RATING LIMITATIONS AND DISCLAIMERS
SALIENT FEATURES OF ACCORDED RATINGS
GCR affirms that a.) no part of the rating was influenced by any other business activities of the credit rating agency; b.) the rating was based solely on the merits of the rated entity, security or financial instrument being rated; c.) such rating was an independent evaluation of the risks and merits of the rated entity, security or financial instrument; and d.) the Bond ratings expire in August 2019.
The Issuer and the Lead Issuing House participated in the rating process via face-to-face management meetings, teleconferences and other written correspondence. Furthermore, the quality of information received was considered adequate and has been independently verified where possible.

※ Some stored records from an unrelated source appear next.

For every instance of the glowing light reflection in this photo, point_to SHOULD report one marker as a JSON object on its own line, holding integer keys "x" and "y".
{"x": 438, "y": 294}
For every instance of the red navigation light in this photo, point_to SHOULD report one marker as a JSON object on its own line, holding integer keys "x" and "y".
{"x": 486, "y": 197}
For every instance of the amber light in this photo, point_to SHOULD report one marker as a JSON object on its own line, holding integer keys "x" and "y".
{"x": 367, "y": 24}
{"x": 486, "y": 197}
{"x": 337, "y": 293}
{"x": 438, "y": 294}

The credit ratings have been disclosed to the Issuer.
The information received from the Issuer, the lead Issuing House and other reliable third parties to accord the Bond rating included:
Series 2 Pricing Supplement, Deed of Guarantee, Deed of Third Party Legal Mortgage, Recourse Agreement, Programme Trust Deed, Series 2 Tranche A Trust Deed, Series 2 Tranche B Trust Deed, Legal Opinion from Udo Udoma & Belo-Osagie, and Legal Opinion from Gowling WLG (UK) LLP.
The ratings above were solicited by, or on behalf of, the rated client, and therefore, GCR has been compensated for the provision of the ratings.